Like Chelsea, Chip appreciates that Heap is built on a user model, rather than the events model that Adobe and Google Analytics use, since this user-based model makes it easy for everyone at Snapfish to track users as they move across channels.
Chip also believes that Heap empowers teams to do true product discovery, since it can provide near-immediate answers to any question they have. “In Heap,” he notes, “you look at something and can instantly see what users are doing. Then you can generate five new questions.”
The better the data, the quicker the decisions
Mobile Product Manager Heidi Elmishad has been leading Snapfish’s shift to a mobile-first strategy. She also started with other tools, which she found unmanageably tedious. Because Snapfish’s existing solutions relied on manual tracking, Heidi had to correctly define all the parameters of every event that mattered before gathering data on them. If anyone happened to make a mistake, the whole team would have to wait until the next release to correct it. She admits, “Subconsciously, I refused to use the tools we had. I did not use data for a long time which is really bad for a PM.”

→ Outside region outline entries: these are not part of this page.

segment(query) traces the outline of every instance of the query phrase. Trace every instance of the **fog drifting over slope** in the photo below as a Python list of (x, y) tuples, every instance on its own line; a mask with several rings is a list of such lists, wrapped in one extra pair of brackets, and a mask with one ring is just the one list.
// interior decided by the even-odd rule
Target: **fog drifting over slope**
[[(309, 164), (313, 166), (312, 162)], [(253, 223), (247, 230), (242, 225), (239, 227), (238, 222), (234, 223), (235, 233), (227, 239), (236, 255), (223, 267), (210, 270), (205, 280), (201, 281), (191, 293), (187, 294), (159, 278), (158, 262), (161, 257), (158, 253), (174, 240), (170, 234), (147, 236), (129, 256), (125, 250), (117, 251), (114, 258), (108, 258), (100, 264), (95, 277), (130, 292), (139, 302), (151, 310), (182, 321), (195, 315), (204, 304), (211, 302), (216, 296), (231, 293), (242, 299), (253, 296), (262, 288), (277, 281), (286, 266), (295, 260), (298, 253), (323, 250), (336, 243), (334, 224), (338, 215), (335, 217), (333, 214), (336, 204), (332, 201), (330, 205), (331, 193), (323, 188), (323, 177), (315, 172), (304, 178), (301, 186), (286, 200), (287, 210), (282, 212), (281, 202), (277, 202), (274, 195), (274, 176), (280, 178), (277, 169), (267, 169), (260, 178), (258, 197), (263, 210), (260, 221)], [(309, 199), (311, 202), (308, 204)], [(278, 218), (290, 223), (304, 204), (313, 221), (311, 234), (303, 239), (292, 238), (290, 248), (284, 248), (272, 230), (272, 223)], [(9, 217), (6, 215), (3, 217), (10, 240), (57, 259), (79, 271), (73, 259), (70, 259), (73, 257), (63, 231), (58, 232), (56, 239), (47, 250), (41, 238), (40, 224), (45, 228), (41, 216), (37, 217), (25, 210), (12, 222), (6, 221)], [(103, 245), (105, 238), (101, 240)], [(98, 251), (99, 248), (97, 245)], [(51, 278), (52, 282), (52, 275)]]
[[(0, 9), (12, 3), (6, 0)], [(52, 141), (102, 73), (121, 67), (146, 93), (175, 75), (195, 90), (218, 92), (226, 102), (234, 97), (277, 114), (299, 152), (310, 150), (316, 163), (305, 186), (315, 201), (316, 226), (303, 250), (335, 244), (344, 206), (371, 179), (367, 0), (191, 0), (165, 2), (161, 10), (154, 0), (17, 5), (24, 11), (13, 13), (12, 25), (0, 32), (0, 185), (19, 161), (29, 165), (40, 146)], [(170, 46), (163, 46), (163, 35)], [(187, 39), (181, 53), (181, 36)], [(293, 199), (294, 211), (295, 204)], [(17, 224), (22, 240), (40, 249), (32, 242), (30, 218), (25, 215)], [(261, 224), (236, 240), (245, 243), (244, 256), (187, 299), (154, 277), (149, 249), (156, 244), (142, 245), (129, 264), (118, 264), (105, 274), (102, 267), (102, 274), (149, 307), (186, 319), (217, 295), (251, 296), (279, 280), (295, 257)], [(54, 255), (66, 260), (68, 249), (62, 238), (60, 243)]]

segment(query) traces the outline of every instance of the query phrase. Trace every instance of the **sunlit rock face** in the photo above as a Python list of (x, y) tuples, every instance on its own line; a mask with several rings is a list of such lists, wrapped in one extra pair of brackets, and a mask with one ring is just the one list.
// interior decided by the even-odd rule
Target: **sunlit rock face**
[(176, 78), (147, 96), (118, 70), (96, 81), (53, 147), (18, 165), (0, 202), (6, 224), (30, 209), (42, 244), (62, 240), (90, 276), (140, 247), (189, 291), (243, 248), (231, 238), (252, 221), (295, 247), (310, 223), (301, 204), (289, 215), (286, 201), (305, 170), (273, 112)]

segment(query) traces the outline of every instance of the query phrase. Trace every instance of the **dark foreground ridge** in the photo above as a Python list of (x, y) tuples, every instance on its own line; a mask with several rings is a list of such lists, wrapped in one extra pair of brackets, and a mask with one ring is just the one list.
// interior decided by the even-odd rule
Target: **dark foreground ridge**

Heap, in contrast, took Heidi's team only a single sprint to implement, and immediately started giving them a wealth of data from the mobile app. With Heap, Heidi can define events on the fly, quickly look at conversion flows, and figure out where customers were dropping. She says, “Heap has helped me a lot with putting the roadmap and strategy together, along with how we can make it more simplistic and frictionless throughout the user’s journey.”
Live View is the best
Chelsea, Heidi, and Chip agree that their favorite Heap feature is Live View. Chelsea and Heidi both like the way Live View allows them to work through user flows in the Event Viewer and validate that the way they set up a report captures the events in the order they need. Heidi especially likes that Live View makes her feel more confident in the funnels or the reports that she creates.
Chip sums it up, “If I just turn on Live View and filter by my user ID, I can see everything that’s coming in. It’s just so much easier. It’s how it should be for all tools.”
The future with Heap
Now that Snapfish’s product managers don’t have to worry about gathering the right data, they are equipped to make better decisions and can quickly identify their business needs. The omni-channel data cascades upward into decision making and allows the PMs to be more strategic as they prioritize their feature roadmap. The things they long suspected were of high value to the business can now be proven. Using this data, they can make a case to management for the kind of resource allocations they need to make for product improvements.
Chip adds, “Before Heap, the best we could do understanding omni-channel data was stitching back-end data together. This didn’t allow us to truly follow users or understand their experience with our platform at all. So we were mostly making product improvement decisions based on gut instinct.”
When asked, Chip adamantly says there is zero question about recommending Heap.